How to create robots.txt file?


What is a robots.txt file? Well, this is an extremely important part of our WordPress, although very often underestimated. It affects what will be copied from our service by search engines. The idea is not to present the entire contents of the page but only the content we want. The code that is entered into a robots.txt file, informs the robots of the service content, some websites or part of the page, which should not be published. What should be done to create such a code?

How to create a robots.txt file structure?
By default, the main root of WordPress does not include a robots.txt file. This is because WordPress has a function to generate a “virtual” robots.txt file, which blocks indexing wp-admin directory. Settings and status of the addresses which we want to lock, we can check in the Google Webmaster Tools> Site configuration> access to the robots.
So what is the structure which robots.txt file should take a for a site that is based on WordPress?

Disallow: */wp-admin/
Disallow: */wp-includes/
Disallow: */wp-content/plugins/
Disallow: */wp-content/cache/
Disallow: */trackback/
Disallow: */feed/
Disallow: */page/
Disallow: */comments/

These settings (disallow – no permit) will aim to prevent indexing of the folder administrator, comments, pages, such as previous, next or channel subscriptions. What will also bring this structure? First of all, robots will not see the the same content on multiple pages which happens a lot.

“User- agent” and “Allow”
The robots.txt file contains also two other phrases: User-agent which means the client of user and Allow user (allowing). User-Agent is nothing but a determination of the search engine robot or software indexing. “Allow” allows you to provide a URL for Google sub directory, which is located in a locked parent directory. These two lines (the User-agent and Allow) form one entry in the file, as opposed to Disallow, which previously presented the possibility to refer the user to multiple clients.

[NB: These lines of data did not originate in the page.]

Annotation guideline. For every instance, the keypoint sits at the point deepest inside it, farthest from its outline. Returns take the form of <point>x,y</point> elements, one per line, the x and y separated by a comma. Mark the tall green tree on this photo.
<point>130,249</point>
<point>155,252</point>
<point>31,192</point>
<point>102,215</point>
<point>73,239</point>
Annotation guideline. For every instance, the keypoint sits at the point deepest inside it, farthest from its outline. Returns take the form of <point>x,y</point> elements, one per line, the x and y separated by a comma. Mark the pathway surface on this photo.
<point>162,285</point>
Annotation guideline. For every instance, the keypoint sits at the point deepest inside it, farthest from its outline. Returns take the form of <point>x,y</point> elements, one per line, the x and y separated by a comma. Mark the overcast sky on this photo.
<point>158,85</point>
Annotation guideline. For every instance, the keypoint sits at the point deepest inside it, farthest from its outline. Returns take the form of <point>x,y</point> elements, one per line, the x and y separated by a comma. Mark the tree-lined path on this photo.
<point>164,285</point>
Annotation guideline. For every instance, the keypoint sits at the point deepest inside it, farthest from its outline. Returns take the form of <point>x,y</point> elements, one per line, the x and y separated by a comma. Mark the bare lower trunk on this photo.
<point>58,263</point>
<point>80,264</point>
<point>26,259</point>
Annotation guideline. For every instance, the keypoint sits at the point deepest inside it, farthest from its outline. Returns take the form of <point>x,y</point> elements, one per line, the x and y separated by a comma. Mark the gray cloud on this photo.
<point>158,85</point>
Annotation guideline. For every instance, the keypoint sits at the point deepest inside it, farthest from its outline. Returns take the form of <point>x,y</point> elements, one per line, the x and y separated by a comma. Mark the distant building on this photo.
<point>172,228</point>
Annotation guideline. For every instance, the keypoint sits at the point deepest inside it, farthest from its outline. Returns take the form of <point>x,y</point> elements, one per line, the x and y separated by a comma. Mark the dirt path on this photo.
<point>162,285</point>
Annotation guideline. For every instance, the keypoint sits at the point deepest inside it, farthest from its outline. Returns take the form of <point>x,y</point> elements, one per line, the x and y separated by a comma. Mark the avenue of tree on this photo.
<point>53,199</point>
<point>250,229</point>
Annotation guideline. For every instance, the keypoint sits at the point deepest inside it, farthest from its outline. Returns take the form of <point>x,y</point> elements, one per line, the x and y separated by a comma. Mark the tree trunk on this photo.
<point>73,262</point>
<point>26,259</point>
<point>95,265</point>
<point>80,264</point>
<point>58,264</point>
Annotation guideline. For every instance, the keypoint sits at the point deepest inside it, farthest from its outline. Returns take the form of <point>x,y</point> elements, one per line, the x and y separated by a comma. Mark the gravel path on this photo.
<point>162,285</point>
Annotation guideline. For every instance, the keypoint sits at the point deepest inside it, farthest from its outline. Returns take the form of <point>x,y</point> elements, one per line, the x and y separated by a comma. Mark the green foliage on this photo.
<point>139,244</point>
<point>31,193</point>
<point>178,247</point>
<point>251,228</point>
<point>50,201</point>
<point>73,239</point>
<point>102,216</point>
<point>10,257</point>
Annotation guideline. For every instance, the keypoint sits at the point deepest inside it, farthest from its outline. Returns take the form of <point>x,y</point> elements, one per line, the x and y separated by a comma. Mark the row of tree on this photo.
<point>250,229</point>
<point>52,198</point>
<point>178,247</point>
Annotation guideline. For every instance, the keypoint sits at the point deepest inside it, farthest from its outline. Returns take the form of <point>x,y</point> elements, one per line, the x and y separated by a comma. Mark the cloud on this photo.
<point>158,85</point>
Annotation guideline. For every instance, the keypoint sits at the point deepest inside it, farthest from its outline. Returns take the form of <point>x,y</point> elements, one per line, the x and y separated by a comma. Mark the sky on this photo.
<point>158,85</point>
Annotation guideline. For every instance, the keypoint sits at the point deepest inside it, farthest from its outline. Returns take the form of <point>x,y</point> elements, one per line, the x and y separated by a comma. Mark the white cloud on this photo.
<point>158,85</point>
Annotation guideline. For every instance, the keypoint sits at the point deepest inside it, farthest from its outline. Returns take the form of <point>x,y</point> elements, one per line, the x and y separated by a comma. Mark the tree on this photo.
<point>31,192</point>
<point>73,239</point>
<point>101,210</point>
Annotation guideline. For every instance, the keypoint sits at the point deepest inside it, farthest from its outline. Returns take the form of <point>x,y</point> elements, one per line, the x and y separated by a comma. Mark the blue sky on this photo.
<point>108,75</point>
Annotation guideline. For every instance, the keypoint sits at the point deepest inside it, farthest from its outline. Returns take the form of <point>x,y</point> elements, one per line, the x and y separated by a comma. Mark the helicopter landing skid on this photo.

Top tips for saving robots.txt
It is very important to follow a few simple but essential rules whereby robots have the opportunity to find and identify the file. Firstly, the robots.txt file MUST be saved as a text file. This file must also be placed in the root directory of the domain. Please also note that the file must be named robots.txt.

With such a stored file, problems with content duplication will disappear, which will in turn contribute to our site a good position in search results. Another benefit that guarantee our robots.txt, will be much less use of the transfer on the server, due to the fact that we exclude a lot of redundant and unnecessary search engines from crawling and indexing.